We bumped into old friends, Janet and Larry. Janet was carrying a beautiful bouquet of the aromatic herb 'Sweet Annie.' There were herbs, dried flowers and wreaths for sale. I purchased a wreath for my potting shed and posted a picture of it last time.

Sweet Annie Artemisia
Next to the farmhouse we paused to listen to 18th century music.

The 142nd Pennsylvania Volunteer Infantry re-enactors portrayed the everyday life of soldiers in the 19th century, while the New Jersey Frontier Guard showed French and Indian war soldiers trekking through the farm throughout the event.

We spent several hours at the farm, culminating in the enjoyment of homemade ice cream. As we drove the short distance home through the lovely PA countryside, H.H. and I agreed it was a perfect day.

'Brilliantly tinted foliage dances along outstretched branches ... made all the more gorgeous by glimpses of contrasting green in the grass beneath and roughly textured, lichened bark of adjoining trees.' 
-- Malcom Hillier
Soon after our visit to Quiet Valley we had our first killing frost in the mountains. Fortunately, with plenty of warning, I brought indoors some plants for overwintering, I took cuttings from tender perennials, and I picked the last blooms of the season.

Rescued from the first hard frost.

Where-ever you live in the world, I hope your current season is as beautiful as mine!
Pamela x

Working brick oven at Quiet Valley Farm

~~ I love reading your comments. I hope you leave one so I’ll know you visited!
I look forward to visiting your blog in return.


  1. The colors of the linen rivaled the trees for glorious beauty. I never connected 'lin' seed with linen before. Thank you for the lesson.

  2. Wonderful autum colours Pam, and so interesting to see the Harvest Festival activities on that Historical Farm. Love the colours of the wool!

  3. when I see those colours I itch to knit again.

  4. The colors of autumn will always amaze me. Think I'd like to visit the farm. Husband is growing a variety of heirloom garlic for the first time...hoping come July we'll have many to try out. How the ladies were able to create dye so dark is impressive.
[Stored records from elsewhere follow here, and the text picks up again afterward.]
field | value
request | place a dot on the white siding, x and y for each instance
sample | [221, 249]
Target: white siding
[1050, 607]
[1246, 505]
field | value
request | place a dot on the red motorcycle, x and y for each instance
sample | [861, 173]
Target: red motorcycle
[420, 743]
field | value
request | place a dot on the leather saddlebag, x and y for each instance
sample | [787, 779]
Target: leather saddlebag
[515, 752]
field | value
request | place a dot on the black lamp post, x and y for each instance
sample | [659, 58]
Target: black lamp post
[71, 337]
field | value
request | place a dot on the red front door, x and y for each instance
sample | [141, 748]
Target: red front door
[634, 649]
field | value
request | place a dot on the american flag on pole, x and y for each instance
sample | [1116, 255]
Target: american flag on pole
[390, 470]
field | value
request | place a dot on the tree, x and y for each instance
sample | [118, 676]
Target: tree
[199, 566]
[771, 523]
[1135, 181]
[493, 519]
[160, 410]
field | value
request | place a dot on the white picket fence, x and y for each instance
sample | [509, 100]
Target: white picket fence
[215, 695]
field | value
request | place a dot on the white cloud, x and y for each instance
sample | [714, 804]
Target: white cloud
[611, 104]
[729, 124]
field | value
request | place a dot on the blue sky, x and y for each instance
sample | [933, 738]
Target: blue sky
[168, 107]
    1. Love for you to visit Quiet Valley Farm and our farm, too, Patsi.

  5. Great foliage colors and the dye colors are so bright! What a nice day you had and it looks as if the weather was on your side.
    I've also been enjoying the change of seasons but I think we had our frost much earlier than you. I feel a bit cheated!
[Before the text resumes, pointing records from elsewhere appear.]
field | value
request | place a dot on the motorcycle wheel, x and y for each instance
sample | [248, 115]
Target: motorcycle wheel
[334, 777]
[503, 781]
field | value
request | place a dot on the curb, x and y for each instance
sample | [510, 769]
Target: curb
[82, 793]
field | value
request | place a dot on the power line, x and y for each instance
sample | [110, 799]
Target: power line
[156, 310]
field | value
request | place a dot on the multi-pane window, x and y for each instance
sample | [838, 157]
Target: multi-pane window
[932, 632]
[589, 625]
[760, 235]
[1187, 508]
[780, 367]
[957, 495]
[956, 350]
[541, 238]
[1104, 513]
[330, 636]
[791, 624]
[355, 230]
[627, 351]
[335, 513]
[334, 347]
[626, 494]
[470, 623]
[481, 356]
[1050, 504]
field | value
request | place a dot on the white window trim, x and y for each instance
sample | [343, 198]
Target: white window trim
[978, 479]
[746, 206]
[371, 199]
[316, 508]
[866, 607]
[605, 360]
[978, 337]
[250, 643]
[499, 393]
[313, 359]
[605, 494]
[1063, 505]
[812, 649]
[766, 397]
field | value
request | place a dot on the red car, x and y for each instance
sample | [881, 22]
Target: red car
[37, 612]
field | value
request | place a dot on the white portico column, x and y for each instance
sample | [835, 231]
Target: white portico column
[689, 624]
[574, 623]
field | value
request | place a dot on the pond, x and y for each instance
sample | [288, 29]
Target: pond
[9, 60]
    1. I don't think your frost was earlier, Frank. I think I'm just posting late. Although you are further north.

  6. You are so lucky to live in such a beautiful area Pam. We don't get a lot of fall color down here. We do have a lot of German heritage here though, and also have a farm such as the one you visited, where traditional crafts are practiced. Enjoyed reading about your visit.
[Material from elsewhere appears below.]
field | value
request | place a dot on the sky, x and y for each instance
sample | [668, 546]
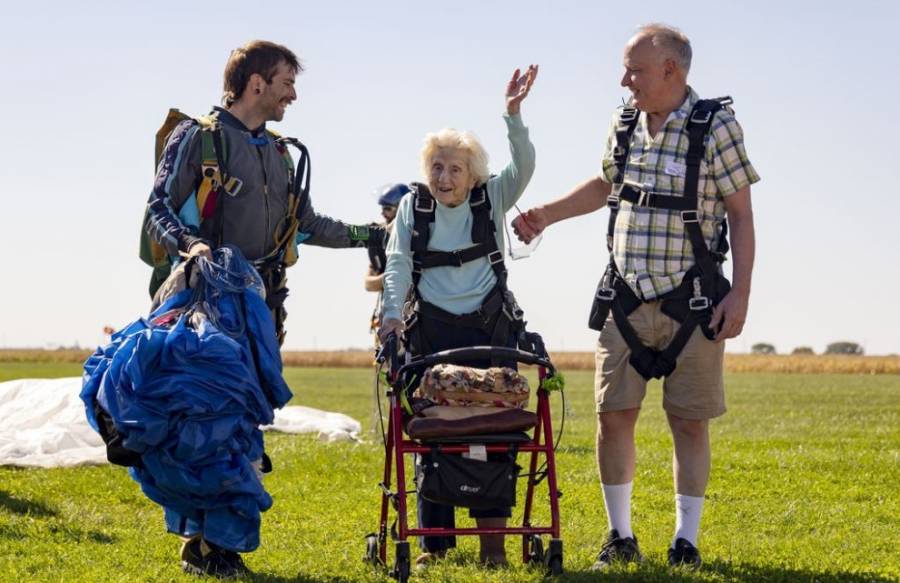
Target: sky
[87, 84]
  7. Looks like you had a perfect fall day to spend in Quiet Valley! Lovely.

  8. What a wonderful place! I love those living history properties--they're great for all ages. And the foliage in your first few photos--stunning! I enlarged them so I could see them better. Believe it or not, I still haven't had a killing frost here in S. Wisconsin. Some people around here have, but not all of us. It's very strange. Must be El Nino.

  9. What a fabulous day out. I do love events such as these where you can see traditional crafts, it's so interesting to observe these skills. Your photos of the autumn colours are stunning, such a beautiful mix of shades.

  10. Wonderful experience in Quiet Valley. I was just telling other travelers all about the German heritage in PA. They really were aghast at scrapple though. I told them it is tasty if you don't know how it is made. Those musicians look familiar. I took a train ride in Kempton where they played on board in one car. It was fun.

  11. How beautiful it is there in the Poconos in fall! What a fun festival! I would be fascinated to learn how they make cloth out of such a humble plant. It looks like it would take quite a bit of work!

  12. I do love such trips! They are relaxing and inspiring.

  13. Pam you do live in such a wonderful spot from that magnificent foliage to the Festival and that farm....I would love that with the history, and all the wonderful ways from basket weaving to dying the wool....I love to see history in action. Thanks for sharing this amazing spot. Oh and I love the rescued flowers!